All samples were incubated at 15°C for 5 to 10 days. Growing colonies were transferred onto fresh plates and pure cultures were conserved in 1 ml skimmed milk [7% Skim Milk (Becton Dickinson, Switzerland), 10% bovine serum and 20% glycerol] at −80°C.
For FISH, symptomless fish (brown trout fario and rainbow trout) from a fish farm in Rodi (Cantonal Fish Farm, Ticino, Switzerland) in which no signs of infection were present were treated as described above. The body surfaces were swabbed using 70% ethanol to prevent contamination of the spleens by normal external bacterial flora. The spleens were removed and stored at −20°C until the time of the experiments and were then homogenized by grinding them in 200 µl of sterile water.
Approval for the animal experiments and the water collection was obtained from the Federal Veterinary Office (FVO, Switzerland) and the Ticino Cantonal Veterinary Office (Authorization 03/2010 and 04/2010).
Identification of the Isolates
Based on growth characteristics, colonies suspected to be Flavobacterium spp. were transferred onto fresh plates of CY-Agar and CYAM and grown for 5 days. DNA of all samples was extracted using the Instagene kit (Bio-Rad, Hercules (CA).

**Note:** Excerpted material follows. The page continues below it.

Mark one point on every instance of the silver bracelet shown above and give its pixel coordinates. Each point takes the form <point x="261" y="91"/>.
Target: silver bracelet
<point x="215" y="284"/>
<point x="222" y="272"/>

Putative Flavobacterium strains were identified by 16S rRNA gene sequencing [13]. All other clinical and environmental isolates were identified by MALDI-TOF mass spectrometry [14], [15]. When identification by MALDI-TOF MS was not possible, identification was carried out by 16S rRNA gene sequencing.
16S rRNA Gene Sequencing
16S rRNA gene PCR was carried out using the universal primers uniL 26f (5′-ATTCTAGAGTTTGATCATGGCTCA-3′) and uniR 1392r (5′-ATGGTACCGTGTGACGGGCGGTGTGTA-3′) [16] PCR amplifications were carried out in a total volume of 50 µl. 25 µl of Taq PCR Master Mix (QIAGEN, Switzerland), 1.5 µl of each primer, 17 µl of water and 5 µl of DNA were mixed and the PCR was performed at the following conditions: 5 min. at 94°C, 35 cycles of 30 s at 94°C, 30s at 52°C and 1 min. at 72°C with a final elongation of 7 min. at 72°C. Purification of PCR products was carried out with PCR clean-up NucleoSpin® ExtractII (Macherey-Nagel, Germany). Sequencing was performed using the BigDye Terminator v1.1 Cycle Sequencing kit (Applied Biosystems, Switzerland) according to the manufacturer’s instructions. Reactions were carried out in a total volume of 15 µl containing 3 µl of BigDye®, 1.5 µl of BigDye® Buffer, and 2.4 µl of a 1 µM primer solution. The same primers used for PCR were also used for the 16S rRNA gene sequencing. Thermal cycling conditions were 1 min at 96°C, followed by 25 cycles of 10s at 96°C, 5s at 50°C and 4 min at 60°C. The sequencing products were purified on a 0.025 mm membrane filter in a Tris-EDTA buffer solution (pH 8) before sequencing with Hi-Di™ Formamide (Applied Biosystems) on a AB Prism 310 Genetic Analyzer (Applied Biosystems). The obtained sequences were compared with data included in GenBank (http://blast.ncbi.nlm.nih.gov/).
Probes Used
Oligonucleotide FISH probes were manually designed by aligning all 16S rDNA of Flavobacterium strains of interest. Sequences were downloaded from GenBank for the following species: Flavobacterium psychrophilum (AY662493, AB297676, AB297673), F. branchiophilum (D14017), F. columnare (AM230485, AB015481, AB010951, AB180738), F. granuli (AB180738), F. johnsoniae (AM921621), F. degerlachei (AJ441005), F. flevense (AJ440988), F. frigidarium (EU000241), F. frigoris (AJ440988), F. hibernum (L39067), F. hydatis (M58764), F. limicola (AB075230), F. pectinovorum (AM230490), F. succinicans (AM230492), and F. omnivorum (AF433174). Sequence alignment was performed using MEGA4. Probes were named by their position after alignment of all Flavobacterium sequences using Escherichia coli HM371196 as the outgroup.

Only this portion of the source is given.